As President Michael Roth mentioned at last Sunday’s Wesleyan Student Assembly meeting, the closed Davenport Campus Center will become the new Allbritton Center for the Study of Public Life. Allbritton will house faculty offices and classrooms for the social sciences as well as a Quantitative Analysis Center. While planning began in May 2006, the actual building will not open until at least next year.

Trustee Robert L. Allbritton ’92, who donated $5 million to the project and is the founder of The Politico, a newspaper and website that covers Capitol Hill, explained how current trends influenced the focus of the new Center.

“Public life is changing, in part because new media have accelerated the exchange of ideas among leaders in government, business, the arts and sciences, and grassroots activism,” he said. “I am proud to think that The Politico supports and informs this exchange.
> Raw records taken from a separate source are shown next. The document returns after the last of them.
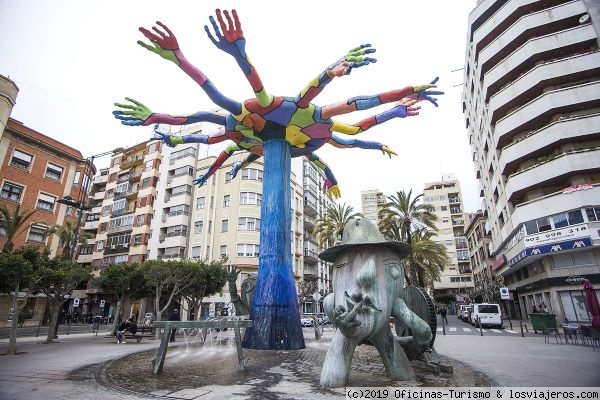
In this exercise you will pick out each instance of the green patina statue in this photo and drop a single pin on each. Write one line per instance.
(368, 282)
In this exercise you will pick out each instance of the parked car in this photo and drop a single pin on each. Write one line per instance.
(488, 314)
(466, 313)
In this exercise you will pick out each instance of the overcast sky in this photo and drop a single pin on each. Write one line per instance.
(73, 59)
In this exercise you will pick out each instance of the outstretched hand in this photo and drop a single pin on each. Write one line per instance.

I believe that the Center for the Study of Public Life at Wesleyan also can help us understand and elevate our evolving public discourse.”

Excerpts from “A Proposal to Create: The Center for the Study of Public Life,” provided to the Argus by Dean of the Social and Behavioral Sciences J. Donald Moon, describe a building with intellectual disciplines similar to those in the Public Affairs Center.
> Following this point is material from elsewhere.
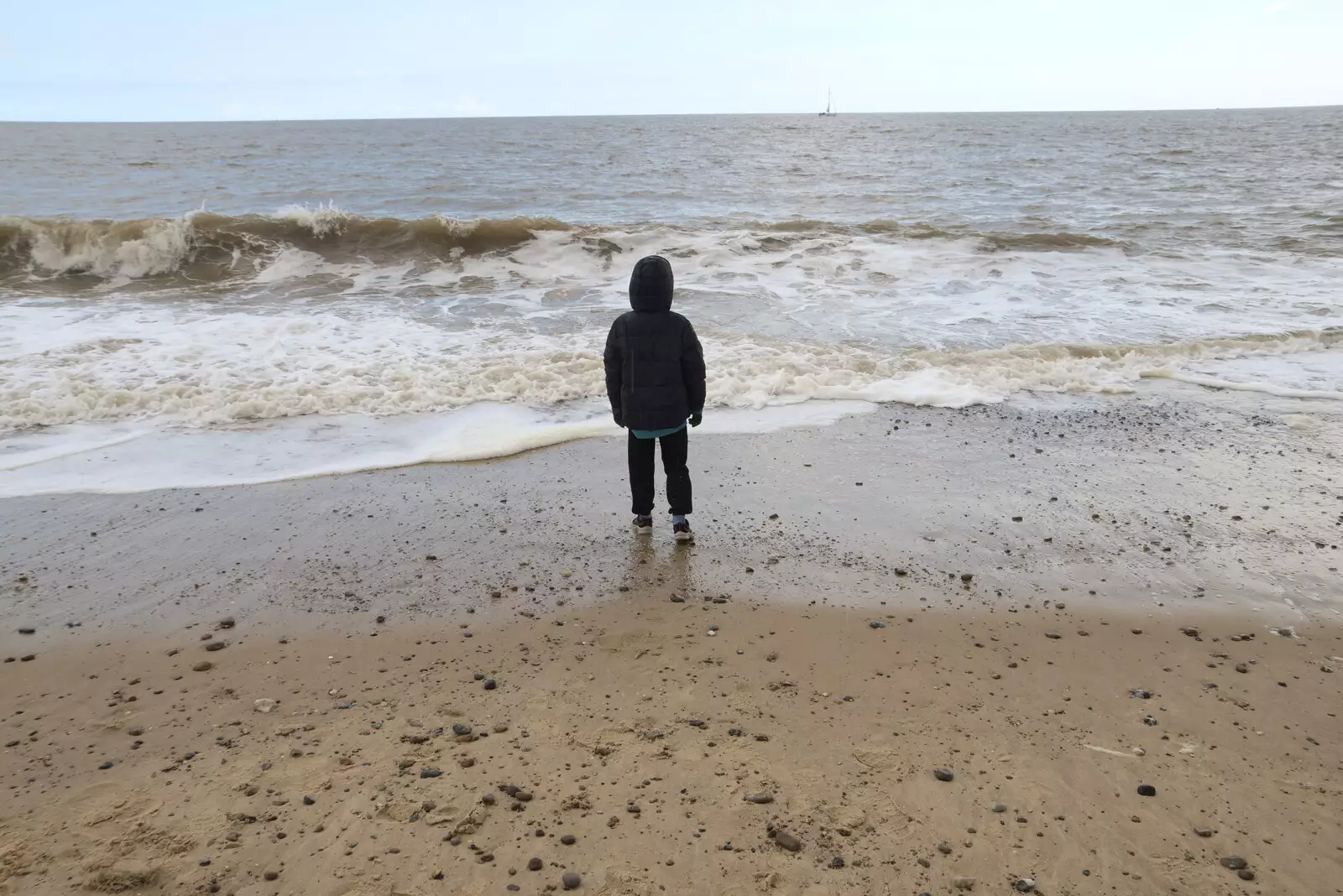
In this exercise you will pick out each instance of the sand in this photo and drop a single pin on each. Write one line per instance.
(641, 725)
“The center will play a key role in enhancing quantitative reasoning, intercultural literacy, and effective citizenship,” the document reads. “Like the earlier PAC, it continues our commitment to preparing our students for lives as active citizens and for leadership positions in different areas….It seeks to support Wesleyan’s tradition of the scholar-teacher by encouraging faculty research in a manner that directly benefits and enhances student learning and the new curriculum.”

Expanding on facilities already used by the social sciences in PAC, the Allbritton Center could relieve some of the congestion in the heavily used building.

“We’re planning on having a large classroom equipped with computers,” Moon said. “Right now the biggest computer-equipped classroom has about 20 computers. We need a classroom with 40 to 50 seats.”

Moon thinks it will be difficult to categorize classes and research at the center, which was called an “umbrella organization” in the May 2006 proposal.

“We would bring people to campus, mostly alums, that have experience in matters relating to public life,” Moon said. “The courses wouldn’t necessarily fit into existing departments. There would be support for faculty research, groups of faculty working on similar research.”

When asked when the center would be completed, Moon couldn’t pinpoint a specific date, though he said that active planning would begin next September. Construction will begin by the time at least 50 percent of the cost of the project has been donated to the university and at least 80 percent has been pledged.

Ultimately, the proposal for the Center aims to be relevant to the 21st century and “distinctively Wesleyan” as well.

“It is…crucial that the Center be conceived not merely as a center for academic conversation, not even one that enriches curriculum and teaching, but as one that does so in areas directly relevant to the study of and engagement with the natural, social, and political world in which students will be living,” the proposal reads. “Such an initiative is thus not only distinctive in its scale of ambitions for a liberal arts school; it is also distinctively ‘Wesleyan’ in its intent and direction.”